Mas é a inocência de uma criança aflita com os gritos de dor do pai, o filho caçula de Ivan, em contraste com a corrupção do mundo dos homens, que o desconcertam e o levam a transformar-se. É,
então, em seu leito de morte, pouco antes de morrer, que Ivan se reconcilia,
graças ao filho caçula, com o mundo, com Deus e consigo mesmo.
“E justamente então Ivan Ilitch caiu no fundo, viu a luz e percebeu que a sua vida não fora o que devia ser, mas que ainda era possível corrigi-lo. [...] Sentiu então que alguém lhe beijava a mão. Abriu os olhos e dirigiu-os para o filho. Teve pena dele .“
Aqui a verdadeira piedade, não a
de si, egoísta e mesquinha, mas aquela
que ceder lugar a algo maior, se
interpõem em sacrifício ao amor que o leva à transcendência. Não importa quão
ridícula e mesquinha tenha sido toda a vida sua vida, no final, Ivan morre com
a consciência tranquila por ter finalmente admitido suas falhas e culpas.
“Sim, eu os atormento – pensou. – Eles têm pena de mim, mas estarão melhor depois que eu morrer.” Quis dizer isso, mas não teve força. “Aliás, para quê falar, é preciso agir” – pensou. Indicou o filho com os olhos e disse à mulher: – Leve-o daqui… dá pena… e você também… – Quis dizer, ainda, “perdoe-me”, mas disse “deixe-me passar”, e, não tendo mais forças para corrigir o lapso, esboçou um gesto de renúncia, sabendo que seria compreendido por quem importava.E de repente, percebeu com clareza que aquilo que o atormentara e não o deixava, estava de repente saindo uma vez, de ambos os lados, de dez lados, de todos os lados. Eles dão pena, preciso fazer com que não sofram. Libertá-los e libertar a si mesmo desses tormentos. “Como é bom e como é simples – pensou. – E a dor – perguntou em seu íntimo. – Para onde foi? Eh, onde estás, minha dor?” Prestou atenção.“Sim, ei-la. Ora, e então? Que seja a dor”.“E a morte? Onde está?”Procurou seu habitual medo da morte e não o encontrou. Onde ela está? Que morte? Não havia nenhum medo, porque também a morte não existia.Em lugar da morte, havia luz."
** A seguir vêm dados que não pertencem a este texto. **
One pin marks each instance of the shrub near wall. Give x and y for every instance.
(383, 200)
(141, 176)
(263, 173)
A Morte de Ivan Ilitch, é indiscutivelmente uma de suas obras mais primorosas! Uma novela curta mas com uma carga de reflexões que nos faz ficar horas olhando pra dentro de nós mesmos a fim de, ao menos tentar, traçar um rumo mais certo, honesto e feliz pra nosso próprio início e, consequentemente, fim.
♥♥♥♥
3 comentários:
Paty, querida, excelente resenha!
Fiquei pensando no meio do seu texto o quanto a questão do casamento (fora a da morte, claro!) perseguiu Tolstói! rs
Gostei muito também de você lembrar no início do seu texto o quanto ele procurou mostrar a diferença entre a morte distante (de um outro com o qual só se mantém relações distantes - como no caso dos "companheiros" de Ivan) e da morte próxima.
E também gostei da sua lembrança do que representou para Ivan o grito de dor sincero do filho no momento final. Eu me arrepiei nessa parte!
Abraços!
Gostei do seu texto, Patrícia! Assim como Tolstói, você foi bem direta, focou nos pontos da novela.
Quando Ivan estava doente, sua raiva diante de seus familiares acabou afastando sua esposa, que tentava uma aproximação. Creio que o moribundo tenha simpatizado com Guerássim por ser uma pessoa “estranha” (tem gente que se sentem mais a vontade de conversar com estranhos) e, claro, pelo carinho e atenção que recebia dele.
A cena que Ivan olha para o filho caçula e percebe que ele enganou a si mesmo e acabou por enganar os outros, é o ápice. Na verdade o encerramento da novela é o ápice da narrativa.
Bjs!
Não faço parte do fórum, mas precisava ler o livro e adorei sua resenha, muito obrigado por compartilhá-la para a todos.